Both simple and advanced computed tomography (CT) were effective in accurately predicting which stroke patients would benefit from endovascular thrombectomy to remove a large cerebral clot, but together they were even better, reported researchers at The University of Texas Health Science Center at Houston (UTHealth).
Results of the multicenter study, Optimizing Patient Selection for Endovascular Treatment in Acute Ischemic Stroke (SELECT), were published in yesterday's Early View edition of the Annals of Neurology.
Stroke is the leading cause of long-term disability and fourth-leading cause of death in the world. An ischemic stroke, caused by a blockage of an artery, is the most common form. Endovascular thrombectomy can be performed to remove a clot lodged in a blood vessel with a mechanical device threaded through an artery. It has been shown to be an effective treatment for improving clinical outcomes in stroke up to 24 hours from onset.
"Endovascular thrombectomy has revolutionized the treatment for acute stroke patients presenting with large vessel occlusion. Different imaging techniques are used to identify patients who may benefit from this treatment. However, how these imaging profiles correlate with each other and with the stroke outcomes is unknown," said Amrou Sarraj, MD, lead author and associate professor of neurology at McGovern Medical School at UTHealth.
Imaging must be done to determine the location of the clot and whether the patient is a good candidate for thrombectomy, meaning they have a smaller area of brain tissue death.

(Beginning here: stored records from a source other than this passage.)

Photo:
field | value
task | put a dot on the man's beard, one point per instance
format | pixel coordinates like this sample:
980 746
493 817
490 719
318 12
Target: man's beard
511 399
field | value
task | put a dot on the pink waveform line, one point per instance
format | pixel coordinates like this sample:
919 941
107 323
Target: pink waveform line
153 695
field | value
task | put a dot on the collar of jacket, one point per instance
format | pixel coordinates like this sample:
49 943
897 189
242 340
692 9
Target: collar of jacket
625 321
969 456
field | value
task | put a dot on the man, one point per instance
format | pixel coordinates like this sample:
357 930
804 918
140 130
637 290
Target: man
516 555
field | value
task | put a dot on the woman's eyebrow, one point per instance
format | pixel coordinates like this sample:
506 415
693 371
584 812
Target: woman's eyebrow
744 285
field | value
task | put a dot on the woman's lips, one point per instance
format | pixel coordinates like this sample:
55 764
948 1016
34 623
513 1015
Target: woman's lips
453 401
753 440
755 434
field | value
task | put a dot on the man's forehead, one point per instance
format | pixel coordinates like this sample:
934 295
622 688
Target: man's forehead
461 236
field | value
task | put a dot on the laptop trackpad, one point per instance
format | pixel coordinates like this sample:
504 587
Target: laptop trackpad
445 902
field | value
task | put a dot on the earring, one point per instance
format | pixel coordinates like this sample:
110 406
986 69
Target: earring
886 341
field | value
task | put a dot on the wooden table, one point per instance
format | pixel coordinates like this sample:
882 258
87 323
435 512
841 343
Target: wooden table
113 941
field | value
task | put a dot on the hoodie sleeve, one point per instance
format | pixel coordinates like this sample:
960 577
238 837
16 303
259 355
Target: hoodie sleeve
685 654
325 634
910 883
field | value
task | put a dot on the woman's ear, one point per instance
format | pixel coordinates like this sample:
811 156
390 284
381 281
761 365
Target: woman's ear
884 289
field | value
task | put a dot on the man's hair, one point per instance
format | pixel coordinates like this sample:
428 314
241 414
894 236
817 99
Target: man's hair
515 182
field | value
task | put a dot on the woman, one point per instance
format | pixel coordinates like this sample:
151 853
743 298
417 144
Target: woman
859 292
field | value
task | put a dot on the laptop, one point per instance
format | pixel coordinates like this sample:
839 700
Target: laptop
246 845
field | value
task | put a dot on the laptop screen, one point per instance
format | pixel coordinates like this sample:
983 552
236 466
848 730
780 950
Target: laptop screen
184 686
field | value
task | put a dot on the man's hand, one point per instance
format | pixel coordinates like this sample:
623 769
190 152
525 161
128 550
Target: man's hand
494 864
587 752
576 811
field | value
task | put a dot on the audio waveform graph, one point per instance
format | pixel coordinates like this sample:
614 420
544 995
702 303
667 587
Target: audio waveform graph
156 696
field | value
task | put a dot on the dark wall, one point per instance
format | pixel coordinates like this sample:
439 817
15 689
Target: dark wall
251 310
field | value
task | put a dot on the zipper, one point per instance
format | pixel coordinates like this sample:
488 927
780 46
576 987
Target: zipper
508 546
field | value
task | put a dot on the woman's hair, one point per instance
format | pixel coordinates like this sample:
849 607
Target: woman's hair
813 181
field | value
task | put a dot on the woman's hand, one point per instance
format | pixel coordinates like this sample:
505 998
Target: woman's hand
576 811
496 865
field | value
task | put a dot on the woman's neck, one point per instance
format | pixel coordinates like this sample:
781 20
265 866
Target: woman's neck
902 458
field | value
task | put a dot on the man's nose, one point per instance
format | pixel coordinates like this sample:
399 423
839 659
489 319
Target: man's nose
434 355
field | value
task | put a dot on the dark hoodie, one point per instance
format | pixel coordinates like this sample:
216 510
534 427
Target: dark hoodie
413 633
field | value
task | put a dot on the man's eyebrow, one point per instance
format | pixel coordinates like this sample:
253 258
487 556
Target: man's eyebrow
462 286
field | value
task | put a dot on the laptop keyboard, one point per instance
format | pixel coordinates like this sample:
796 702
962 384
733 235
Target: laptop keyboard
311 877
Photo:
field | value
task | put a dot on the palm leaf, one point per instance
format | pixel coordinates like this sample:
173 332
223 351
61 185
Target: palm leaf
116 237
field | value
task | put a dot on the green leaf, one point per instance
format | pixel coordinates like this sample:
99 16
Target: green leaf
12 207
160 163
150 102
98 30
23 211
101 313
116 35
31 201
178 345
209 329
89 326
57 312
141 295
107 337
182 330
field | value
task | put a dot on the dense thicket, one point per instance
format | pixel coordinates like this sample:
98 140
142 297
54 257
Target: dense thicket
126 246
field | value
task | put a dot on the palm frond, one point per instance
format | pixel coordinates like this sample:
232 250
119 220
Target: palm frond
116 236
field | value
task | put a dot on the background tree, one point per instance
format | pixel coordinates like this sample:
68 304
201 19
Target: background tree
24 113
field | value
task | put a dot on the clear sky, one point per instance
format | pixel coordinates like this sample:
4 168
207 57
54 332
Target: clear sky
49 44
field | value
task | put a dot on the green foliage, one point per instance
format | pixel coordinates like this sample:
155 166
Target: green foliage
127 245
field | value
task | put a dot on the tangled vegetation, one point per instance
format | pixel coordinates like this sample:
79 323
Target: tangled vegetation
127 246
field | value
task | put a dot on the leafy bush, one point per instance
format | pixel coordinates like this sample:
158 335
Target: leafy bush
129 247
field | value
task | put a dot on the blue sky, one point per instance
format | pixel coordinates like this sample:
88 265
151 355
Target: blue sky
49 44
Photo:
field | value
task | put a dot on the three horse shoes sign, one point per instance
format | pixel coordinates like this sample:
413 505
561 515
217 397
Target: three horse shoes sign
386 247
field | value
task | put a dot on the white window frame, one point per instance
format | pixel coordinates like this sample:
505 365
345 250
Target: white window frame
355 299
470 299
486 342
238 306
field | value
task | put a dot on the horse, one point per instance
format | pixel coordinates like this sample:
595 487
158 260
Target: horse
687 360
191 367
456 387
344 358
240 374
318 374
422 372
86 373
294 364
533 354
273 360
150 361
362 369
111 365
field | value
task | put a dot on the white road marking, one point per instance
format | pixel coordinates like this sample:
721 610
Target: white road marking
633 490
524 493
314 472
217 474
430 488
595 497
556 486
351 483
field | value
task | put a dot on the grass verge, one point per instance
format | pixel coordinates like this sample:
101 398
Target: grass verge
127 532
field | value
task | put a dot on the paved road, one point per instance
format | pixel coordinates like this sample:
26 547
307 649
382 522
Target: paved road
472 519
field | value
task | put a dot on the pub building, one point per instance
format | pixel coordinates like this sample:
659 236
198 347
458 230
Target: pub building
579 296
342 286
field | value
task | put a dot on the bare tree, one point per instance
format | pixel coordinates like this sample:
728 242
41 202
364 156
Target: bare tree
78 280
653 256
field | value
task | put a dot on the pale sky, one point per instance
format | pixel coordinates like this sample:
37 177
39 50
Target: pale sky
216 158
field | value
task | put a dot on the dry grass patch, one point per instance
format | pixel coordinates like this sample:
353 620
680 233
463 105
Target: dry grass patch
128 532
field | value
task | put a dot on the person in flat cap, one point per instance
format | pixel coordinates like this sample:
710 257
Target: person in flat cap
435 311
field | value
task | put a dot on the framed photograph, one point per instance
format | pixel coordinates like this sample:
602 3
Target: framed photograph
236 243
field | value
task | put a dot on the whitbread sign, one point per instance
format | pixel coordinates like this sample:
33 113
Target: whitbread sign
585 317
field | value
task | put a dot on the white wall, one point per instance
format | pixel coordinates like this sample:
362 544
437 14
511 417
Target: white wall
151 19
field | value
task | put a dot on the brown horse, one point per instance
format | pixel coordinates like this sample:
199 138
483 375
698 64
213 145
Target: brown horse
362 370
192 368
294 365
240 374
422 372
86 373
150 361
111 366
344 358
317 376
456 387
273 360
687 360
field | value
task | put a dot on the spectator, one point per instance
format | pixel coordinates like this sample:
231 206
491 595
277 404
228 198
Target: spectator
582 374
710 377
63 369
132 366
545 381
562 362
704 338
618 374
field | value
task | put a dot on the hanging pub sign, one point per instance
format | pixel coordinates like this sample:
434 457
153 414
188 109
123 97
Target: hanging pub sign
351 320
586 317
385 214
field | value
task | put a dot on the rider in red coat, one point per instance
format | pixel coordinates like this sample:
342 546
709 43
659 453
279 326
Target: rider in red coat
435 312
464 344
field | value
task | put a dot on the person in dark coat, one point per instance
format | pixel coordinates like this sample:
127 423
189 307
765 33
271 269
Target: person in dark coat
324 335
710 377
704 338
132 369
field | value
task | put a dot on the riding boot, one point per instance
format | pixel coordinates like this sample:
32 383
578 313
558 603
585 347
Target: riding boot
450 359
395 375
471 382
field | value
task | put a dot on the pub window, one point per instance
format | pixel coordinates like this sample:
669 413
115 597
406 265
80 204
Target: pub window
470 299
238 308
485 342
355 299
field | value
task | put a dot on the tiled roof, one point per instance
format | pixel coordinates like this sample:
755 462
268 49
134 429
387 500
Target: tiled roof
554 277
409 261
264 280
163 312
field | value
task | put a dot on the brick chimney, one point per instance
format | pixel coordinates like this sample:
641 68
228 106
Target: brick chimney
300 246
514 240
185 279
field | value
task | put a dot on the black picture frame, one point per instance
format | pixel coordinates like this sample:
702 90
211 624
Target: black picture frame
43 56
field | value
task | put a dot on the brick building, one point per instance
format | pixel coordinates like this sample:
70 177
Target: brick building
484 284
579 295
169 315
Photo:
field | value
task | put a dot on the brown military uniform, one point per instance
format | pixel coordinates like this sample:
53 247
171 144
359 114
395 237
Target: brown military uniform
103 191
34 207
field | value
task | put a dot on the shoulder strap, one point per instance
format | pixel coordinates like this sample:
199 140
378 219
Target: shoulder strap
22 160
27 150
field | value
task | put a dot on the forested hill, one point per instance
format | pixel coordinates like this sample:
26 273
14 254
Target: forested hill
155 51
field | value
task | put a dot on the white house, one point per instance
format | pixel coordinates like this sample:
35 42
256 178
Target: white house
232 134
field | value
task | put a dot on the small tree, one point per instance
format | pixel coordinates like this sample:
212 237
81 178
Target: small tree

Physicians use non-contrast simple CT and/or CT with an injected contrast dye (CT perfusion) to view the clot and surrounding area of cellular death. While simple CT is readily available at most hospitals, CT perfusion tends to be only available at more advanced stroke centers.
Of the 361 patients enrolled, a significant proportion of patients had favorable imaging results on both the CT and CT perfusion, meaning they were candidates for endovascular thrombectomy. Those patients also had significantly higher odds of receiving endovascular therapy and higher 90-day functional independence rates after recovery (58%).
Even when the two imaging modalities disagreed, the functional and safety outcomes were reasonable (38% achieved functional independence), which was better than the patients who did not receive thrombectomy. Patients with an unfavorable result on CT perfusion imaging, but favorable on simple CT, had higher rates of symptomatic hemorrhage in the brain tissue and death after stroke. Patients with unfavorable imaging profiles on both modalities had very poor outcomes.
"While best outcomes were observed in patients with a favorable profile on both imaging modalities, patients who had a favorable profile on at least one imaging modality also achieved reasonable outcomes," said Sarraj, who sees patients at UT Physicians, the clinical practice of McGovern Medical School, and is an attending neurologist at Memorial Hermann-Texas Medical Center.
The ongoing international Phase III randomized controlled trial, SELECT2, also led by Sarraj, will assess the efficacy and safety of thrombectomy procedure in patients with unfavorable profile on one or both imaging modalities. The SELECT trials are funded by grants from Stryker Neurovascular.
The senior author was Gregory Albers, MD, of Stanford University. Co-authors from UTHealth are Bita Imam, PhD; Deep Pujara, MD; Sujan Reddy, MD; Kaushik Parsha, MD; Haris Kamal, MD; Andrew Barreto, MD; and Sean Savitz, MD. James C. Grotta, MD, of Memorial Hermann-TMC was also a co-author.